Last week 8N went on a trip to Tideway to learn about the different jobs in construction. After gobbling up our lunch we set off from baker street all the way to Tideway headquarters! We were then greeted by the real life staff and learnt about the new super sewage system that they are making. It turns out that the sewage system we are using now is more than 150 years old and is not big enough for London’s growing population so they are using massive drilling machines to make a whole new network that will last us (in its best condition) for the next 100 years!!! The trip was really fun and I learnt lots about how sewage works and the damage happening to the River Thames ecosystem. In fact there are more than 115 species of fish and 92 species of bird living in the river thames.
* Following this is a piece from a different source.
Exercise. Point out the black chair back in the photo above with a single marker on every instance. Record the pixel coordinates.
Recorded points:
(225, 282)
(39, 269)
Overall, the trip was a blast and I had loads of fun and learnt lots.
We visited the Tideway building last Tuesday to learn about the new “supersewers” and how they are being built. Initially, I had thought that we were going to see the sewer system itself, but we spent the trip inside the office building. The room that we were given was very comfortable and had a breathtaking view of the city. The Tideway employees who led the talk were very friendly and spoke straightforwardly about their work. We were shown videos about the company and learned about the various jobs that people have at the company. For example, we learned about the role that project managers play in keeping their colleagues safe and on schedule. At one point, we even played at guessing what people’s job titles were based on their answers to questions that we asked.
The project itself will have cost over £4.3 billion by the time that it is finished in the first half of 2025. This cost has been partly funded by increased costs for Thames Water customers and partly by independent investors in special-purpose companies specifically made for this project. Being 15 miles long and the width of three London buses, the tunnel is planned to intercept at least 94% of the millions of tonnes of sewage overflowing into the tidal Thames every year. It is hoped that the sewage waste being collected can be used for renewable energy and that the water can be cleaned and allowed into the environment without the pollution that is being caused by overflow from the Victorian sewage systems that we are currently using.